You can be on the wrong side of that [AI and marketing] skill shortage, or you can actually get paid a shitload of money and be poached left, right and centre, because you understand how those two things correlate.

Douglas Nicol, Co-founder, ACAM

Reality versus aspiration

There’s a big question alongside this, however: How realistic it actually is for marketers to start to practically fashion and upskill their teams to reflect the new job realities coming in the next few years. Take the macro context: Swathes of fresh redundancies across marketing teams – the latest including Endeavour Group and reportedly, Diageo – along with bigger business transformation through private equity acquisitions, globalisation and company restructures to find more profitable growth. Then there’s the fact senior and lead marketing roles continue to resist efforts to fit into one clear job description like finance or technology might in the c-suite.

Nicol acknowledges these conditions, and also notes “it’s terrible the way some companies use their AI as a reason for cost cutting”.

“I think that’s a very negative centre of gravity,” he says. “We are already facing a jobs and skills shortage of people who understand – really understand – marketing, and really understand how AI can improve the results of marketing.
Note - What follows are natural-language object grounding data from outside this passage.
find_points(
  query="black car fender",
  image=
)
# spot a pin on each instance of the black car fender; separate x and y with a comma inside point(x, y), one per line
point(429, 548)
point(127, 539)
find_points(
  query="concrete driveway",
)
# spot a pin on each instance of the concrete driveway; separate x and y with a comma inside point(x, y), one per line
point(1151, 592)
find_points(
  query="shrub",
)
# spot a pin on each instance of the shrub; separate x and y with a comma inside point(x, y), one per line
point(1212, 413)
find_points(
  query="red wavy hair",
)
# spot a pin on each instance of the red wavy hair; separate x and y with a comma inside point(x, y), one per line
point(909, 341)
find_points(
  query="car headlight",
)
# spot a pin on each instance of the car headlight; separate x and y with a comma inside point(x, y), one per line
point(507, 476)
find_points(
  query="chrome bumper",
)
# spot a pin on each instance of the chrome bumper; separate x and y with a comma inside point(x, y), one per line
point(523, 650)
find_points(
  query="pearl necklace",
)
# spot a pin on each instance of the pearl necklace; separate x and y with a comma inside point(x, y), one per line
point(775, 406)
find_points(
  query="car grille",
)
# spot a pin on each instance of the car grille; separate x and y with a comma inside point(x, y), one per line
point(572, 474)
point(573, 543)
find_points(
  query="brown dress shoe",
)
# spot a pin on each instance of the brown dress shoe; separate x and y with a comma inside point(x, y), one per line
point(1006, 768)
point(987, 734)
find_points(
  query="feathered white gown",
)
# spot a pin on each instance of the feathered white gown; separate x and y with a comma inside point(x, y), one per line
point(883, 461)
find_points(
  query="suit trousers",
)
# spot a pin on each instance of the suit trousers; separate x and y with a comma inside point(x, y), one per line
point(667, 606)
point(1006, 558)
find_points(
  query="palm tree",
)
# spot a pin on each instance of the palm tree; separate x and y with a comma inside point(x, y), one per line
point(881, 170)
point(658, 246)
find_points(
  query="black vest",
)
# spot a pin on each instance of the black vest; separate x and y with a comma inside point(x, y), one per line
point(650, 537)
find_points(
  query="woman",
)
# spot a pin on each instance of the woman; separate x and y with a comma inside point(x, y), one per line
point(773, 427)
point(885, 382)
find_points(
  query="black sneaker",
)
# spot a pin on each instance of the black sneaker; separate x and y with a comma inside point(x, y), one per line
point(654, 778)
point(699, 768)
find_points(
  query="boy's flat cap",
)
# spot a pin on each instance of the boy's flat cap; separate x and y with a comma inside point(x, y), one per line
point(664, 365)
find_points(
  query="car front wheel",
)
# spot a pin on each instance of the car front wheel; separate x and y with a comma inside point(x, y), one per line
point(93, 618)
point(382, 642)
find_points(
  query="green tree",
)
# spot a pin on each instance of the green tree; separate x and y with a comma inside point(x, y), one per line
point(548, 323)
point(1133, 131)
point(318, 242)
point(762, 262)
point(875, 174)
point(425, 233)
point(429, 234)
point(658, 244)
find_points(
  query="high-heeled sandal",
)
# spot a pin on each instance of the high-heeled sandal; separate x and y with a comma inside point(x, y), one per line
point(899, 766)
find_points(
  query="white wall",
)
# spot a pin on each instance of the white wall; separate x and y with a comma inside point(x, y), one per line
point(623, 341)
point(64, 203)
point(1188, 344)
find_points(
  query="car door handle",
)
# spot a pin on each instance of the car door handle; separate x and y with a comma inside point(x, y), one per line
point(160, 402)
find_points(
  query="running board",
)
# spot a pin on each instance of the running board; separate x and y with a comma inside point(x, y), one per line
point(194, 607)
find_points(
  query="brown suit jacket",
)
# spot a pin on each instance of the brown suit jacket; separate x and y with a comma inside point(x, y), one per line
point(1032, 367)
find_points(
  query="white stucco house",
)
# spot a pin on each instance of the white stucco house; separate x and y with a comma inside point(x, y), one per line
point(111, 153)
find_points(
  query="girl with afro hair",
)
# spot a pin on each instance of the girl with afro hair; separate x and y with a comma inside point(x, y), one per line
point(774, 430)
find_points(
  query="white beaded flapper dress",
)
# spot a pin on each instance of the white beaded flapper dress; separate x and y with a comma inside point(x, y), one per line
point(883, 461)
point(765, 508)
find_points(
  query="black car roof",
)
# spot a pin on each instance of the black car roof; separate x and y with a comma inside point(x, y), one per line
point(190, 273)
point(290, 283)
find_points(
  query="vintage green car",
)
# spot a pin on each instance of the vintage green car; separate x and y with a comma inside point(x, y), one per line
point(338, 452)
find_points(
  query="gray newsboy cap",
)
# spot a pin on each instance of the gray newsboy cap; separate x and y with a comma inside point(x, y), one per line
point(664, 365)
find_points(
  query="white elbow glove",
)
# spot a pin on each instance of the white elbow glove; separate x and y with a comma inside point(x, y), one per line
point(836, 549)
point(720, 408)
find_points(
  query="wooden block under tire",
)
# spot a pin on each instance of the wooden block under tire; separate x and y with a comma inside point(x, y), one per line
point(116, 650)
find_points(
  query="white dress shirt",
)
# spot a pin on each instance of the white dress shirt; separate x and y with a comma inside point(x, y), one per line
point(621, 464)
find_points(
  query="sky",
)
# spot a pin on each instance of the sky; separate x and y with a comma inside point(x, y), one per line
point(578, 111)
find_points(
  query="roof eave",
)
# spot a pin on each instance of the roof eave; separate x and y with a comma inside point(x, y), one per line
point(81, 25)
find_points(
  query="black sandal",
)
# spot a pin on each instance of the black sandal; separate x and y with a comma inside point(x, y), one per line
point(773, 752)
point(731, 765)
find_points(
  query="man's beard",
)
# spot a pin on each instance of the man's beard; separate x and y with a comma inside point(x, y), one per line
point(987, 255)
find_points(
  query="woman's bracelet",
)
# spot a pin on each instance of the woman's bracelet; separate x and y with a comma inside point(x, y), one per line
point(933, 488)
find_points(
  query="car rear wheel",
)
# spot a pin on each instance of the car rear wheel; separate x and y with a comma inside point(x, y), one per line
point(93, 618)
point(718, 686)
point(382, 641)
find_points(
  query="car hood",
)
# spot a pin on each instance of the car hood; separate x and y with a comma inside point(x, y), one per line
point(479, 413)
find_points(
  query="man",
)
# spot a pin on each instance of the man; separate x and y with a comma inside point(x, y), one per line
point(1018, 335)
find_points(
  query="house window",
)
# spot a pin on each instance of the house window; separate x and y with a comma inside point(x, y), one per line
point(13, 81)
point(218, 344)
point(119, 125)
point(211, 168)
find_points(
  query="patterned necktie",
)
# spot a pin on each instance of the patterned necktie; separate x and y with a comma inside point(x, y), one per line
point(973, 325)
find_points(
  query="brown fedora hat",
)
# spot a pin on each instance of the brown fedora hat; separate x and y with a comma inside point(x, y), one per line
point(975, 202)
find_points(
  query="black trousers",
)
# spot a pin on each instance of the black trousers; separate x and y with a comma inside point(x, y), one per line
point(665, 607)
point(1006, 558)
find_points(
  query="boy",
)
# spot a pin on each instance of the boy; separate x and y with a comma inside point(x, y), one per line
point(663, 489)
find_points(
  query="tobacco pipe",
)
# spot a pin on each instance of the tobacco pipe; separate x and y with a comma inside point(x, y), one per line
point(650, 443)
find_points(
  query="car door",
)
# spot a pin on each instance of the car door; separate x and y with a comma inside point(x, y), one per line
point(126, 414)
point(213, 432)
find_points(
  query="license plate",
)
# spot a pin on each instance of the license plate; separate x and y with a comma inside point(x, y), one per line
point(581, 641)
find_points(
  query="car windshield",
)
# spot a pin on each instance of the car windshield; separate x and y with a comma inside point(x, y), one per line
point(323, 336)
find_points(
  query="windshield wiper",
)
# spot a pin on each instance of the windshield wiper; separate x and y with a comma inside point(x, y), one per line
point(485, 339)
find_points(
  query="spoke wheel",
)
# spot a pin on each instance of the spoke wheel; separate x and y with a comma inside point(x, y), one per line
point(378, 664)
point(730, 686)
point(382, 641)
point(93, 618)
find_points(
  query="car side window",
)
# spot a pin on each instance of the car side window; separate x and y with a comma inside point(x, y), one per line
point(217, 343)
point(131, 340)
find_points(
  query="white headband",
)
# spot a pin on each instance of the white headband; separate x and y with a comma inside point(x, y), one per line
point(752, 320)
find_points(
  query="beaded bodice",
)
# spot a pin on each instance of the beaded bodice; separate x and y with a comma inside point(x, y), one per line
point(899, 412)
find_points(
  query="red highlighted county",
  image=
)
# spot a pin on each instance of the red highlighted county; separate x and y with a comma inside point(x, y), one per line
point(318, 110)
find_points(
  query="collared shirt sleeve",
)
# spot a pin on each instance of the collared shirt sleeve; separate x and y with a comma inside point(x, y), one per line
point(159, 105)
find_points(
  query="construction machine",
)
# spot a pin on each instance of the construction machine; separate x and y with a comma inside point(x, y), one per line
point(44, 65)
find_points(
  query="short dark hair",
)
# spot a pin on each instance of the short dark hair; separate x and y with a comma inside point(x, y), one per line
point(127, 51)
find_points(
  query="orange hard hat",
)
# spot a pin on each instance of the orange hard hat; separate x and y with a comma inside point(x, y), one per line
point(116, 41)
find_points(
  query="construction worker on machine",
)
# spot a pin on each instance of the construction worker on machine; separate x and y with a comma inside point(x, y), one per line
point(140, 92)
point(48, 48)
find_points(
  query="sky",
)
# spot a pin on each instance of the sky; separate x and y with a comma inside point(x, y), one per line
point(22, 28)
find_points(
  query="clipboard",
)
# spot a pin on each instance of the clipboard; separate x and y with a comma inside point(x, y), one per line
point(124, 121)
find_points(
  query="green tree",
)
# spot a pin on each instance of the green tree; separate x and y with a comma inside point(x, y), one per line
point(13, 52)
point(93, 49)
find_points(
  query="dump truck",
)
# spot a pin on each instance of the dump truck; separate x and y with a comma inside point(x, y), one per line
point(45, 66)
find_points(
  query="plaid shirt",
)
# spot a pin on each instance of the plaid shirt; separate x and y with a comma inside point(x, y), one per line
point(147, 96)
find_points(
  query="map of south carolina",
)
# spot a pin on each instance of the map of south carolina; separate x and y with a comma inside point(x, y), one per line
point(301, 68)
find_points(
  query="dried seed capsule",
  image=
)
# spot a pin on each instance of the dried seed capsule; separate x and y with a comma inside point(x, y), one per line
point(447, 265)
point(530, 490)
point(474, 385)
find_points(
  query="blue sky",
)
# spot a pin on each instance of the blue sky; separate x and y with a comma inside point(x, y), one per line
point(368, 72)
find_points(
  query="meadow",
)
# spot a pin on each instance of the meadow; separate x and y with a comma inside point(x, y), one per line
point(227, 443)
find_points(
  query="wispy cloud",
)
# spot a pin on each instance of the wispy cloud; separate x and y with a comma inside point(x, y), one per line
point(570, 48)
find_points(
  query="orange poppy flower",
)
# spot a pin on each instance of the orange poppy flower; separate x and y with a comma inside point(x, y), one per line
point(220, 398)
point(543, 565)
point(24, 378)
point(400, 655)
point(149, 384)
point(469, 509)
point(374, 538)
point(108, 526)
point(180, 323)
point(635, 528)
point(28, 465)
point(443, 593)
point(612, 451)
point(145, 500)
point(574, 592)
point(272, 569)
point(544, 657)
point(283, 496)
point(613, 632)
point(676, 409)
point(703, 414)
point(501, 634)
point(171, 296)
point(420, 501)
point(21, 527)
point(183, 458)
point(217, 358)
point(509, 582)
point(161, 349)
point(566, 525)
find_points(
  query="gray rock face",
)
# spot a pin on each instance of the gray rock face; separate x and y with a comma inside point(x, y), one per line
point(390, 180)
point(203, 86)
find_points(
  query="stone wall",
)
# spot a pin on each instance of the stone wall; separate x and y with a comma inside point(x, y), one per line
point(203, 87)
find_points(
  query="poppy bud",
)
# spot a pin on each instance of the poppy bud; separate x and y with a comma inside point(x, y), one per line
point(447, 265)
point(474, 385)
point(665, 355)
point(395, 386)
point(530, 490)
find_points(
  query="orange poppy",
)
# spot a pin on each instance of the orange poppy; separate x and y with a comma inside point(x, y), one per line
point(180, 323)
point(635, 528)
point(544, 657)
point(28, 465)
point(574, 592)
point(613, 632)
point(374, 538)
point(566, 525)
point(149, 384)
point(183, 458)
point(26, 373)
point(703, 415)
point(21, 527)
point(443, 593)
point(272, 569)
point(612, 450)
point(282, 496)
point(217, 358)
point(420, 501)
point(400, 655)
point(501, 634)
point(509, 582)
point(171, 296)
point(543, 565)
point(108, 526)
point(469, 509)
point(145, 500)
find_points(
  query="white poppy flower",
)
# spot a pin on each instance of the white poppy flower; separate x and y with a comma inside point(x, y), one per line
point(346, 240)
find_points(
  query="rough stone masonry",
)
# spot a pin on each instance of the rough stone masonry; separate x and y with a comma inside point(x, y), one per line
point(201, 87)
There is a massive skill shortage looming around that. So you can be on the wrong side of that skill shortage, or you can actually get paid a shitload of money and be poached left, right and centre, because you understand how those two things correlate.

“I think the only way we can look at it as a marketing industry is to say it’s your choice. You can either be part of the upside of the skill shortage, because you have reinvented yourself, or you can be a victim of that.”